Fintech Handled More Suspicious PPP Loans: Research



Brief description of the dive:

  • Fintech lenders were almost five times more likely to be associated with suspicious loans under the Payroll Protection Program (PPP) than traditional banks. according to research published Tuesday by researchers at the McCombs School of Business at the University of Texas at Austin.

  • The study examined over 10 million PPP loans for potential red flags such as unregistered businesses, multiple businesses at the same residential address, abnormally high implied compensation per employee, and significant workplace discrepancies reported in another government program.

  • The researchers found that nine of the 10 lenders with the highest percentage of suspicious PPP loans were fintech companies. “While FinTech lenders are likely to expand access to PPPs, this can be done by facilitating credit fraud,” they wrote.

Dive Insight:

Small Business Administration (SBA) supported 11.8 million credits totaling nearly $ 800 billion by the end of the PPP in May and faced fears of fraud from the early months of the program.

Choosing a House USA Coronavirus Crisis Subcommittee said in march that Nearly $ 84 billion in Coronavirus Crisis Lending through PPP and Economic Injury Loan could be fraudulent.

Subcommittee in May started an investigation about the role of fintech in PPP, stating that “fintech companies and banking partners were associated with a disproportionate amount of fraudulent PPP loans.” The panel “seeks to understand the fraud and compliance systems” used by fintech companies through the program.

Due to the urgency of providing quick assistance to borrowers in a pandemic, “PPP did not include strict verification requirements,” the report said. John Griffin, Samuel Kruger and Pratik Mahajan, study authors. “The lack of rigorous scrutiny appears to have resulted in significant costs for taxpayers.”

The researchers write that the ability of lenders to collect processing fees has also served as fertile ground for lax underwriting standards.

According to the study, lenders earned $ 36.2 billion in processing PPP payments. Of this, $ 7.2 billion went to fintech companies.

“Lending to PPPs could be a lucrative business for lenders,” the researchers write. “The advance payments on each loan, coupled with the absence of credit risk, has potentially created an incentive for weak underwriting standards, especially for specialized PPP lenders.”
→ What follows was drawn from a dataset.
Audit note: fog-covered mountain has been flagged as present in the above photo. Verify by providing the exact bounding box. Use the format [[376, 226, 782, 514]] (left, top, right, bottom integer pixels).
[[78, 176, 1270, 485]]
“When you have a lot of money withdrawn quickly, there is the potential for fraud and misconduct,” Griffin said. told Bloomberg… “There are many differences between senders, indicating that creation practices are likely to play a large role in potential violations.”

The researchers found that the rates of fraud in PPP loans associated with financial technology lenders increased with each iteration of the loan forgiveness program.

According to the study, both fintech and traditional lenders started PPPs with suspicious lending rates of around 10%, with suspicious lending rates of fintech companies rising to 40% by the end of the program.

The study identified the three largest fintech lenders of the program – Cross River Bank, Capital Plus Financial, and Harvest Small Business Finance – as lenders that showed high and growing rates of both inaccurate reporting and lending, with each receiving more than $ 900 million. US for a handling fee.

Adam Siri, chief operating officer of Harvest, told Bloomberg that the company “has systems to track and detect fraud through its PPP program.”

Siri disagreed with the report’s categorization of Harvest as a financial technology company and told the CW that the company considered itself a “non-bank lender.”

A New Jersey-based Cross River spokesman said the bank’s fraud detection standards “far exceed” government requirements.

Without limiting its program to existing clients or a minimum size, the lender has served nearly half a million businesses, retaining “more than 1.4 million US jobs,” the bank said in a statement to Bloomberg.

In response to the report, Capital Plus sent a letter to the president of the University of Texas at Austin, Jay Hartsell, saying that, according to Bloomberg, the study included proposed loans that were never made.

Capital Plus CEO Eric Donnelly said in a letter that the company has turned down more than 20% of loans marked as approved or funded on the SBA’s website and is working to update the information.

The university’s report, which is likely to generate further backlash from fintech lenders participating in the program, comes as the sector is undergoing scrutiny by the DOJ regarding its handling of PPP loans.

A civil division of the US Department of Justice is investigating whether Cabbage and other fintech companies have miscalculated eligibility for PPP assistance to borrowers, citing confusion over how to account for payroll taxes. Reuters reported in May

BUT ProPublica report In May, it was revealed that 378 PPP loans totaling $ 7 million issued by Cabbage were transferred to fake commercial entities.

However, not all fintech lenders have received high rates on suspicious loans. Square and Intuit had the wrong rates, which are “well below the average rates for all lenders,” the authors of the report write.